CATANDO PAPÉIS & CONTANDO HISTÓRIAS

sexta-feira, setembro 15, 2017

CANUDOS: 120 ANOS


Mural existente no Palacete Provincial,
antigo quartel da Praça da Polícia 
No próximo mês, o final da Campanha de Canudos completa 120 anos. Algum movimento no sentido de relembrar a luta fratricida nos sertões baianos pode ocorrer em Manaus. De minha parte, que muito me empenhei quando do centenário, tenho pronto a 2ª edição de meu livro Cândido Mariano & Canudos, que a Editora da Ufam (Edua) então publicou.

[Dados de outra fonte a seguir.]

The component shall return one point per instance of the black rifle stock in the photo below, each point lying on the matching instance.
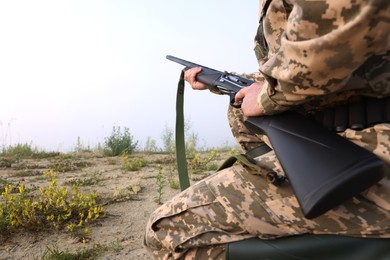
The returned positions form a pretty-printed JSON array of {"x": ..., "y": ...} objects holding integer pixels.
[{"x": 323, "y": 168}]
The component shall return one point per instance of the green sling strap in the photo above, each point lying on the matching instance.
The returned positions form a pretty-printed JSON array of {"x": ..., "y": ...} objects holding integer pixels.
[{"x": 181, "y": 160}]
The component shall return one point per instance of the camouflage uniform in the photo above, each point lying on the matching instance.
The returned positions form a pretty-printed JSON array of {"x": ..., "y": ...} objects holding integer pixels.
[{"x": 313, "y": 55}]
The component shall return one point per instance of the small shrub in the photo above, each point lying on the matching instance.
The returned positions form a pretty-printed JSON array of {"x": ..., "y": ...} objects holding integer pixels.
[
  {"x": 199, "y": 164},
  {"x": 55, "y": 206},
  {"x": 134, "y": 164},
  {"x": 119, "y": 142}
]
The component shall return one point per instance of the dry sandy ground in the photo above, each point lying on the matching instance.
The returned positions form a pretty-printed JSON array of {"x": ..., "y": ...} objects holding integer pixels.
[{"x": 133, "y": 196}]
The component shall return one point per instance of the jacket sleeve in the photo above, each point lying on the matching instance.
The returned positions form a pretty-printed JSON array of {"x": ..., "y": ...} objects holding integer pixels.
[{"x": 321, "y": 45}]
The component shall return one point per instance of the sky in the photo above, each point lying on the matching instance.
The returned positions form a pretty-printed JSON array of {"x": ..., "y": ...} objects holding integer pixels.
[{"x": 74, "y": 69}]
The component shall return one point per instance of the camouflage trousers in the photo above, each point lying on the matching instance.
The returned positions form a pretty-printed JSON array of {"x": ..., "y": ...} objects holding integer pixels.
[{"x": 237, "y": 203}]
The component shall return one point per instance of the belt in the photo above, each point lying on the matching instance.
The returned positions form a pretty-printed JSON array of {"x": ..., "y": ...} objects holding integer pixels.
[{"x": 357, "y": 116}]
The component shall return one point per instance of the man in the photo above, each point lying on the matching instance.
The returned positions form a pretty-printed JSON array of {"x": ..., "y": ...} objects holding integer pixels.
[{"x": 313, "y": 55}]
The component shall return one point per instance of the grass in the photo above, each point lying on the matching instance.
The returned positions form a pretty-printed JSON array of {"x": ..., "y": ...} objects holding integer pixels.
[{"x": 48, "y": 206}]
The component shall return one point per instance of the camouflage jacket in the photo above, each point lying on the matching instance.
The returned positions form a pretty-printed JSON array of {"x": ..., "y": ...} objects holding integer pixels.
[{"x": 314, "y": 54}]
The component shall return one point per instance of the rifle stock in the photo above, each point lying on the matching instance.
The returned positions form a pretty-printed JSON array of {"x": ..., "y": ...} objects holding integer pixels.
[{"x": 323, "y": 168}]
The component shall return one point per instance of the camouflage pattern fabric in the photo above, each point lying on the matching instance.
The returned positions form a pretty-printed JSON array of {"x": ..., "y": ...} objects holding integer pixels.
[{"x": 298, "y": 50}]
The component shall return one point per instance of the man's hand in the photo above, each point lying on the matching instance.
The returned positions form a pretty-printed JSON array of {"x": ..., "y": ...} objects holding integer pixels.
[
  {"x": 248, "y": 96},
  {"x": 190, "y": 77}
]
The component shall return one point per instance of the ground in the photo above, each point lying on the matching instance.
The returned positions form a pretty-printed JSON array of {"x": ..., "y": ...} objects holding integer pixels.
[{"x": 129, "y": 197}]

Para esta nova edição, escrevi um P.S. (post scriptum) desejando complementar as informações passadas ao leitor do original. A fim de dar partida a tradição da efeméride, reproduzo este texto.

P.S.

Escrevi a 1ª edição deste trabalho embevecido pelas conquistas próprias no trânsito de minhas pesquisas e na antecipação do centenário de Canudos. Cada vez mais empolgado pelas leituras consumadas, assim como pelas conversas com os aficionados pelo funesto acontecimento, cheguei a rascunhar o seguinte título para o livro: “A gloriosa epopeia da PMAM em Canudos”. Evoluiu, pouco adiante, para “Candido Mariano, o herói da PMAM em Canudos”. Ainda bem que uma “consultora” me advertiu do burlesco. Pois... como resume de maneira primorosa Consuelo Novais Sampaio (org.), em Canudos: Cartas para o Barão (São Paulo: Edusp/Imprensa Oficial do Estado de São Paulo, 1999),

“A Guerra de Canudos não foi apenas mais um capítulo da história do Brasil. Ela revela com precisão a grande distância que, neste país, sempre separou – e no limiar do século XXI, ainda separa – o “povo miúdo”, a população pobre e miserável, das classes dominantes. Em todos os níveis de tomada de decisão, o movimento conselheirista foi manipulado para a satisfação de interesses pessoais e de grupos políticos em luta pelo poder”.

São passados 20 anos desde o lançamento de meu Cândido Mariano & Canudos (Manaus: Edua, 1997) que serviu, entre outros empregos, para compartilhar o centenário de Canudos em Manaus. Festividade que foi patroneada pela extinta Fundação Djalma Batista, dirigida pelo Professor José Seráfico, que volta nesta edição a emprestar seu apego aos movimentos culturais e sociais, com sua palavra culta e diplomática.

Passadas duas décadas, reformulei meus conceitos (desculpe o leitor o chavão) sobre Canudos e seus personagens. Nesse lapso, quase olvidei ao comandante Cândido Mariano, que espero ainda esteja sepultado no cemitério São João Batista carioca. Outra iniciativa: repassei quase uma centena de livros adquiridos sobre o tema para a Universidade Estadual de Pernambuco – Campus Petrolina, ao tempo da gerência do Professor Ms. Moisés Almeida.

Da Polícia Militar do Amazonas, no entanto, não descurei, por uma singular motivação: anualmente, em 8 de novembro, esta corporação perfila-se para relembrar a campanha de Cândido Mariano e dos policiais amazonenses em Canudos. Estou convencido de que se trata da única Força Estadual (as demais participantes dessa refrega são a do Pará, da Bahia e de São Paulo) no país a renovar ciclicamente as acerbas lições canudenses. 
Produção do Governo
para lembrar Canudos

A fidelização corporativa me impulsionou a elaborar esta nova edição com a indispensável revisão ortográfica e com o acréscimo de substancial material literário elaborado por Cândido José Mariano, e difundido quando de sua atuação na prefeitura de Sena Madureira (AC). Enfim, há cinco anos, elaborei o folheto Canudos em Quatro Tempos: a participação da tropa da Polícia Militar do Amazonas na Campanha de Canudos, 1897 (Manaus: s/ed., 2012)) para relembrar a efeméride festiva de novembro.

Vivemos novos tempos, sei. O correr do relógio me ensinou, e me levou a percorrer novos caminhos para alcançar o desfecho de Canudos. Acredito ter assimilado as lições, porém, uma questão ainda me inquieta: onde posso encontrar os nomes dos policiais integrantes do Batalhão de Cândido Mariano? Lamentavelmente, mexidas e mais mexidas operadas no extinto Quartel da Praça da Polícia espalharam por estranhos departamentos estaduais os registros históricos. Todavia, eu prometo: ainda os alcançarei.


No mais, o tão estudado tema Canudos passa por uma temporada de baixa estação. Oxalá o sesquicentenário, ainda bem distante (em 2047), traga novidades e inovados subsídios. Contudo, diante dessa longínqua distância cronológica, lego com este trabalho minha contribuição.